Un antico proverbio cinese dice: «Il batter d’ali di una farfalla si può sentire dall’altro lato del mondo». Quando una mosca si leva in volo in Giappone, un tifone scuote le acque dei Caraibi. Pedro G. Romero dopo un travolgente baile por sevillanas dice: «Il giorno che la bomba cadde su Hiroshima, Nijinsky ripeté il suo grande balzo in un bosco dell’Austria». E io seguito a immaginare: un colpo di frusta di Savion Glover fa girare Mikhail Baryshnikov. In quel momento Kazuo Ohno stando in quiete provoca una certa elettricità in María Muñoz, che pensa a Konrad Veidt il che obbliga Akram Khan a provocare un terremoto nel suo camerino: si muovono i suoi sonagli e il suolo si tinge delle stanche gocce del suo sudore.

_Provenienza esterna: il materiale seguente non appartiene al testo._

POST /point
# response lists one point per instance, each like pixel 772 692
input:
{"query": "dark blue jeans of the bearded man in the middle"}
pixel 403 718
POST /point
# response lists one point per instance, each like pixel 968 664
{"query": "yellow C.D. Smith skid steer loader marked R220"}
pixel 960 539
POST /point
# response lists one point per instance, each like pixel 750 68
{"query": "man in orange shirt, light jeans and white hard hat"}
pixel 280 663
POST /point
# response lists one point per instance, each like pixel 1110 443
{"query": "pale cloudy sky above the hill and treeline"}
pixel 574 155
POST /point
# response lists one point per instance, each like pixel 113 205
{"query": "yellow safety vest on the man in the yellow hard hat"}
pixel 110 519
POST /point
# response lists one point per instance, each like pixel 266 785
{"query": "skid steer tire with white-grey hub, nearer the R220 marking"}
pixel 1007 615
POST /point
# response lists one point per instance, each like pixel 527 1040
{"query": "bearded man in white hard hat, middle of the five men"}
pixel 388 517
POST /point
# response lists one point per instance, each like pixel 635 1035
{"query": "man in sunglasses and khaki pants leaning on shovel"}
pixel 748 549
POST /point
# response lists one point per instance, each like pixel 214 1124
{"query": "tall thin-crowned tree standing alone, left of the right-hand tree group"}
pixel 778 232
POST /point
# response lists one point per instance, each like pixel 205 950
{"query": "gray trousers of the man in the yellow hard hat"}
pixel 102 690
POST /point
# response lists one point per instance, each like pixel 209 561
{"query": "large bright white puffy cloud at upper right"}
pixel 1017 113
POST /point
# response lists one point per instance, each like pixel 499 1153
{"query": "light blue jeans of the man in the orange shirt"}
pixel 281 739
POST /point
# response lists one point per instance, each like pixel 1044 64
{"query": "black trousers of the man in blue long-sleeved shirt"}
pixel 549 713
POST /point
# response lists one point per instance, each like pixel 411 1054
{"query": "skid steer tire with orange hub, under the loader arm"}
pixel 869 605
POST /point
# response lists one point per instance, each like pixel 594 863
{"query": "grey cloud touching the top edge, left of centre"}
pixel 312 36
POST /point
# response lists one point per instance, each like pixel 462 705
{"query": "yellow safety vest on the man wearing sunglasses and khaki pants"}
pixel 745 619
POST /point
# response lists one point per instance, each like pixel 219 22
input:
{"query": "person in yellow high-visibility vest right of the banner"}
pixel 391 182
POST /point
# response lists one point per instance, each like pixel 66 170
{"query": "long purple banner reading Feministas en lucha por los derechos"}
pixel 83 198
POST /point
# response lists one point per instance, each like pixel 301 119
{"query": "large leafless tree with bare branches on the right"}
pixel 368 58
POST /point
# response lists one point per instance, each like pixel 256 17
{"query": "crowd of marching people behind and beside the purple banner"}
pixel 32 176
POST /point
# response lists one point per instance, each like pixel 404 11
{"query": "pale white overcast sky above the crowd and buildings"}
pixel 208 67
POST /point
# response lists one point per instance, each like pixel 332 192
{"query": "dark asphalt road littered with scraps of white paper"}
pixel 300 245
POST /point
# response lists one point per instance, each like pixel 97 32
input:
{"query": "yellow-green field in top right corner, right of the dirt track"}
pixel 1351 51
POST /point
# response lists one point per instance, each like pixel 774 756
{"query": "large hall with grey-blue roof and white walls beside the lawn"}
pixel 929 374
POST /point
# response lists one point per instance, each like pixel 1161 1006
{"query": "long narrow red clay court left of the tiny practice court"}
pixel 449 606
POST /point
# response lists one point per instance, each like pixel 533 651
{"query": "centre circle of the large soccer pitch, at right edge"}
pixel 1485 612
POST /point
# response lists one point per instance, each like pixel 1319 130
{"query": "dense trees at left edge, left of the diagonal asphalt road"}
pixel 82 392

Vorrei poter dedicare questa Giornata Internazionale della Danza e queste parole a qualunque persona nel mondo stia danzando proprio in questo momento. Così permettetemi una battuta e un desiderio: danzatori, musicisti, produttori, critici, organizzatori, diamo un fin de fiesta, danziamo tutti, come faceva Béjart, balliamo alla grande, balliamo il Bolero di Ravel, balliamolo uniti.